The 1798 is correct based on every Census record I’ve found – and there are many from 1850 on. However, in the 1855 NY State Census he gave his birthplace as Genesee County, NY. Genesee being just north and a little west of Steuben County but about 200 miles west of Rensselaer County. Amos Dickinson did move west and is buried in Michigan, so it’s possible Samuel is his son and it’s just the birthplace that is wrong, but I have my doubts that “my” Samuel is his son and I feel certain he was NOT born in Rensselaer County. But, I’m stuck. When I read your post I thought, here is another Dickinson that was in the area at a very early date and Genesee County covered a very large area circa 1800 when Samuel was born.
PS: Another weird coincidence, you mention a “Persis Wheeler.” My great grandfather John Terbell (also of Addison, Steuben County, NY) was married for a time to Eliza Ann Wheeler and were living in Hector, Potter County, PA in 1860. John was her second husband and she brought two children to the marriage. One of those children from her previous marriage was named…Persis Ella Wheeler. I thought “Persis, that’s an odd name” at the time so when I saw it in your post it caught my attention. This Persis was born about 1849 in Steuben County, NY. I found this Wheeler family living in Painted Post in Steuben County in the 1850 Census. Strange.
Wow! It certainly looks interesting. I recently succeeded in obtaining DAR Patriot Ancestor standing for David’s father-in-law, Elisha Gilbert. That ended up requiring over 300 pages of documentation.
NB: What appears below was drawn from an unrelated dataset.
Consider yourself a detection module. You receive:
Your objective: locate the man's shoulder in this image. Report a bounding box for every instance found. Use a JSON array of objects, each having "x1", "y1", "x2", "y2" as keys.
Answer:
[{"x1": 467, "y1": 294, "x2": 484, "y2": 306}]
See https://alvispat.wordpress.com/gilbert-elisha-evidence-for-the-connection-to-his-granddaughter-harriet-dickinson-light/
A significant part of that case study was identifying the eight assumed children of David and Anna (Gilbert) Dickinson, based on deeds, censuses, and residence in Clermont Co OH and Louisa Co IA.
There was actually an extra male in David’s 1810 census and no evidence that son Charles was born before 1800.
I will try over the weekend to see what I can turn up in my files.